川口市と東京都が事故検証報告書を出しました

川口市と東京都が事故検証報告書を出しました

川口の保育所男児死亡で市検証委「保育の質が不十分」

 川口市の認可外保育所で平成27年9月、3カ月の男児が死亡した事故で、弁護士や小児科医らからなる市の事故検証委員会は22日、市長へ報告書を提出した。報告書では保育の質が不十分だったことを指摘、事故防止マニュアル作成や保育従事者の研修の充実などを提言した。

 報告書によると、施設では泣き続けている男児をベッドに寝かせたままであやさなかったり、母親から頼まれたのに施設内の連絡不備でミルクを飲ませなかったりと、十分なケアがなされていなかった。

 市長は「財政的に支援が必要なものは予算を確保する」と、保育人員確保のための支援施策などを検討すると表明した。

 男児の両親は同日、市内で会見し、父親(35)は「再発防止の提言が少なく内容も抽象的だ。市の今後の対応を見守りたい」と硬い表情で話した。

 報告書などによると、男児は平成27年9月1日、認可外保育所に預けられた約1時間後に、ベビーベッドでうつぶせになり呼吸をしていない状態で保育士に発見され、翌日死亡した。(産経新聞 2017年2月23日)
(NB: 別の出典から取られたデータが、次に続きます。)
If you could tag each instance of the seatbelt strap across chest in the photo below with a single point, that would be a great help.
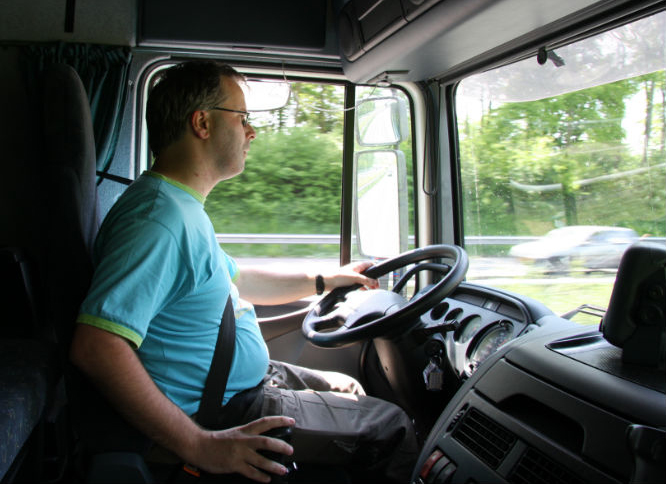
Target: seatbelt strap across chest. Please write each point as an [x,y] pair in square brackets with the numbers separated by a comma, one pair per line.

保育施設の男児うつぶせ死「経験浅い」 都の検証委報告

 東京都中央区の認可外保育施設で2016年に1歳(当時)の男児が死亡した事故について、都の検証委員会が8日、原因や課題を報告書にまとめた。国が昨年出した通知に基づく措置で、都内の事故検証は初めて。施設の不十分な態勢を指摘し、行政の指導強化も求めた。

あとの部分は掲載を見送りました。